Esmenet sonrió, y aunque una parte de ella se mostraba exultante como una adolescente, algo más antiguo y sensato le observaba con los ojos endurecidos de un puta.

—Lo sé —dijo ella—, pero yo… yo…

—Deberías tener miedo por lo que va a suceder —dijo él—. Todos los hombres deberían tener miedo.

Ella vaciló.

—No podría sobrevivir sin ti.

¿No le había dicho lo mismo a Akka?

Él puso una mano radiante y cálida sobre la hinchazón de su vientre, y pareció que bendijera su útero.

—Ni yo sin ti.

La rodeó con sus brazos e hizo desaparecer sus preocupaciones con un intenso beso. Aunque después la mantuvo contra él con una extraña fiereza, Esmenet sentía su mirada vuelta hacia Shimeh. Aprisionó su cuerpo duro, pensando en la fuerza de su corazón y de sus miembros. Pensó en el regalo de la profecía y en cómo éste parecía matar a todos los que se atrevían a ejercerlo.

«No dejaré que te vayas —se dijo—. Nunca.»

Y de alguna manera, él lo oyó. Él siempre lo oía.

—Teme por el futuro, Esmi, no por mí. —Los dedos de Kellhus peinaron su pelo, trazando líneas y haciéndole sentir un cosquilleo en el cuero cabelludo—. Esta carne no es otra cosa que mi sombra.

¿Hasta dónde había caminado?

Kellhus pensaba en montañas cubiertas de nieve y en el destello del sol en las cumbres glaciales. Pensaba en bosques profundos y en ciudades perdidas, en estatuas recubiertas de musgo inclinándose bajo el peso del verdor. Pensaba en murallas desguarnecidas…

Pareció que oía a alguien gritar su nombre en las profundidades de un bosque helado.

—¿Kellhus? ¡Kellhuuss!

¿Adónde había llegado?

Cuando hubo enviado a Esmenet de vuelta al campamento, caminó hacia el oeste por los prados roturados y ascendió por las desniveladas laderas. Se detuvo en la cima, en medio de varios robles secos, dando la espalda al Clavo del Cielo, que en aquel momento estaba sobre Shimeh y el Meneanor, de manera que podía seguir su eje por el oscuro paisaje que tenía ante sí…

Hacia Kyudea.

—Sé que me oyes —dijo al mundo, oscuro y sagrado—. Sé que escuchas.
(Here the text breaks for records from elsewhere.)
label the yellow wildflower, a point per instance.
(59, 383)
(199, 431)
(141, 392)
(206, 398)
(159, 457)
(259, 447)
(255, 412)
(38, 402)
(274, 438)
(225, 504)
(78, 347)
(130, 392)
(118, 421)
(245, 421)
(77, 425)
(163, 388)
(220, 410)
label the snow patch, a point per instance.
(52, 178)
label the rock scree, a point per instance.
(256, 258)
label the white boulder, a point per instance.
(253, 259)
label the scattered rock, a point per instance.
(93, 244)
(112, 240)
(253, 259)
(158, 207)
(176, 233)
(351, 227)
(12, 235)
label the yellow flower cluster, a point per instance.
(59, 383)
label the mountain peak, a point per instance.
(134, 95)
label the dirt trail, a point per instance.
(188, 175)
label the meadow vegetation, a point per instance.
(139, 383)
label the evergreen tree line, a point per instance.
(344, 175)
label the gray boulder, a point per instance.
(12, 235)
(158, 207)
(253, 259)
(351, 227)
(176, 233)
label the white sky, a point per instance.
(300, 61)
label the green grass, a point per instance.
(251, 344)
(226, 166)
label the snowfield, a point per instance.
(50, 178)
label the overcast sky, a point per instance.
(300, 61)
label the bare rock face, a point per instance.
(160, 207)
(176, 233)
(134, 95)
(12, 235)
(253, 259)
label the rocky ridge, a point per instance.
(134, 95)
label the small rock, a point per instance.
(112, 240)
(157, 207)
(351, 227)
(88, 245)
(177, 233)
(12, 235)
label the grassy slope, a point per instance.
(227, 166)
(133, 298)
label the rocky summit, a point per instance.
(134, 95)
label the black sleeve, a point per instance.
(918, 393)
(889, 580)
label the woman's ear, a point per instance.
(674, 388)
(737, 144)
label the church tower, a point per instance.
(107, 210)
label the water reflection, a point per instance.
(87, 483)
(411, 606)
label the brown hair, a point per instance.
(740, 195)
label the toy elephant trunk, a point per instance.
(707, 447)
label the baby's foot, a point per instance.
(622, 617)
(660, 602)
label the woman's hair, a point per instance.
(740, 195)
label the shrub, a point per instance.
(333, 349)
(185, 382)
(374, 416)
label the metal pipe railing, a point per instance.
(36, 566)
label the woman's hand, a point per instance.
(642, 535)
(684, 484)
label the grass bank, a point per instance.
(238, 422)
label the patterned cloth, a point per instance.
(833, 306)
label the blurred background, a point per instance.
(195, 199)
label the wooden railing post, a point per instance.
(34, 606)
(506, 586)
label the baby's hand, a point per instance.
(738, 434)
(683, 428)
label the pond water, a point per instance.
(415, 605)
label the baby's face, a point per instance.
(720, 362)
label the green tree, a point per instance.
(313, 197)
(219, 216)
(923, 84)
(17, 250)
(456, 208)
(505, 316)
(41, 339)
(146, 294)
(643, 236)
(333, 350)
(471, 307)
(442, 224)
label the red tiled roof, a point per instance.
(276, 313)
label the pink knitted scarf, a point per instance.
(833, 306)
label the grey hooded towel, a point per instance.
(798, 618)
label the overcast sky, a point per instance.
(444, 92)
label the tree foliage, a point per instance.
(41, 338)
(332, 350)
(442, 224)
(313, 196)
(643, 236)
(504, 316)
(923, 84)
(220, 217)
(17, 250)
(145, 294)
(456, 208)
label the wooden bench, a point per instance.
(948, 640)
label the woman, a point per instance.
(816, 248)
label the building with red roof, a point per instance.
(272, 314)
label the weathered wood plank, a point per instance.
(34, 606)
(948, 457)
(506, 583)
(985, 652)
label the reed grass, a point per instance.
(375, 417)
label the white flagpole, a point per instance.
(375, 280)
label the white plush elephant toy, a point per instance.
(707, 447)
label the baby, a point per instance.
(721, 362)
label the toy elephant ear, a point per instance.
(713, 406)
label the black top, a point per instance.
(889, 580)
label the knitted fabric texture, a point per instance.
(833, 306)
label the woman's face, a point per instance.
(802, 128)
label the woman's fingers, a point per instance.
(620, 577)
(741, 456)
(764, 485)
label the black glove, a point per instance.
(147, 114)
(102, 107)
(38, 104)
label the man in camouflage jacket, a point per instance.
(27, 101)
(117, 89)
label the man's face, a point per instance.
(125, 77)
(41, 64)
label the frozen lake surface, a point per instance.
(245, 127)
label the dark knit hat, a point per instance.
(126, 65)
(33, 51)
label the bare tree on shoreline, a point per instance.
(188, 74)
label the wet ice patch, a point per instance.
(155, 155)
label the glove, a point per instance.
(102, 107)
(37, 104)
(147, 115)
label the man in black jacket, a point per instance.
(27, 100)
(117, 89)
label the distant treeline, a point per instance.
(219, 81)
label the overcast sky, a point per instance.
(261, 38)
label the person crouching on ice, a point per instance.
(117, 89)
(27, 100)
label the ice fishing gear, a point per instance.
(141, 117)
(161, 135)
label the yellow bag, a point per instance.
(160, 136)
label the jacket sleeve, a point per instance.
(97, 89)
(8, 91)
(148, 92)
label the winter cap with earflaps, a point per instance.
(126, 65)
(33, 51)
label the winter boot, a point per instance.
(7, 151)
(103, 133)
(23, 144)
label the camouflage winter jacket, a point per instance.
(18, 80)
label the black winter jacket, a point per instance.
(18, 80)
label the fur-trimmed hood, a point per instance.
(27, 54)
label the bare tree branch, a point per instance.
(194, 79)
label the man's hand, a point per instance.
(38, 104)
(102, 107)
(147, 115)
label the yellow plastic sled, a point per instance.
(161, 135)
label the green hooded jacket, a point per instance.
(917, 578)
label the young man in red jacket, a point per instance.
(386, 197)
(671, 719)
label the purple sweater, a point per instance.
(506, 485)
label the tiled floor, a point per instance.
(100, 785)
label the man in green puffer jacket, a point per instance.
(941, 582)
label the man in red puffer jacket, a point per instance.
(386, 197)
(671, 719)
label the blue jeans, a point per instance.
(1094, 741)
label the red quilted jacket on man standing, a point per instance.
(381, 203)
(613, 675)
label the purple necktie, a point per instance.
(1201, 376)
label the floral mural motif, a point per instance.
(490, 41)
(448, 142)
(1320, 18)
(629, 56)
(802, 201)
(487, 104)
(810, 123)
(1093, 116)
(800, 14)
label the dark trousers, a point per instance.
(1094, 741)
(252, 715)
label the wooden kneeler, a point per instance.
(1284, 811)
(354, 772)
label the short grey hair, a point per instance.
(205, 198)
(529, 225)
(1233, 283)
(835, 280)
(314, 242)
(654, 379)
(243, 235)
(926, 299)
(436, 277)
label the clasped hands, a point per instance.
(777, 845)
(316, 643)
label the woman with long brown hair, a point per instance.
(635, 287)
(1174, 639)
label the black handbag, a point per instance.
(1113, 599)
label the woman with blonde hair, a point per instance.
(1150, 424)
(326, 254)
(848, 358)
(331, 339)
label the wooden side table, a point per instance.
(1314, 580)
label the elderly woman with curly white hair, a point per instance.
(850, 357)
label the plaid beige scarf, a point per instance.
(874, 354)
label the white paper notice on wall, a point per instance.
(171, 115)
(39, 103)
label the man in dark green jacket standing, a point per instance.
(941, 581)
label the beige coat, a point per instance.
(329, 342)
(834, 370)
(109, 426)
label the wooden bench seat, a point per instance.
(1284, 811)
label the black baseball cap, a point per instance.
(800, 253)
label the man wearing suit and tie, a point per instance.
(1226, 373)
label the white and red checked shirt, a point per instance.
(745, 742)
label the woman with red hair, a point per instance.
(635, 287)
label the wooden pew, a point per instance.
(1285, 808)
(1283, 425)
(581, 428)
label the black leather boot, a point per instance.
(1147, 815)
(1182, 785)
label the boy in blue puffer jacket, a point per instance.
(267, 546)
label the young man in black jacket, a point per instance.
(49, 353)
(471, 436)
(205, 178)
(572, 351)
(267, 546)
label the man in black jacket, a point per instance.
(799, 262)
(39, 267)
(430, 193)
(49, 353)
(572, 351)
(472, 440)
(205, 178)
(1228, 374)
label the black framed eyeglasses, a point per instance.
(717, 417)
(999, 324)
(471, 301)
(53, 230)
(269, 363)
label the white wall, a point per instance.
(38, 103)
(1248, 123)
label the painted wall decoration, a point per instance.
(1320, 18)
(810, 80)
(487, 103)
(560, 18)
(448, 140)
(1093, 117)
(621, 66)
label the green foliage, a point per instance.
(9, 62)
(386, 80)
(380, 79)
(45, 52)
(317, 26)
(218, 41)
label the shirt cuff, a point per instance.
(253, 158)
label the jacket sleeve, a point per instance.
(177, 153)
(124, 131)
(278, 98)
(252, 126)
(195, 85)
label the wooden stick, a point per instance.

Un viento de procedencia indeterminada sopló sobre la hierba y la inclinó hacia el sudoeste. Las ramas secas crujían y se agitaban arrítmicamente en dirección a las constelaciones.

—¿Qué iba a hacer? —replicó—. Sólo se ocupan de lo que tienen frente a sus ojos. Sólo escuchan lo que complace a sus oídos. Cosas ocultas, cosas desatendidas… confían en ti.

El viento amainó y dejó tras de sí un silencio sobrenatural. A unos cinco pasos, a su derecha, oyó el ruido pastoso de los gusanos escurriéndose por el intestino de un cuervo muerto. Oyó a las termitas bullendo bajo la corteza de los robles circundantes.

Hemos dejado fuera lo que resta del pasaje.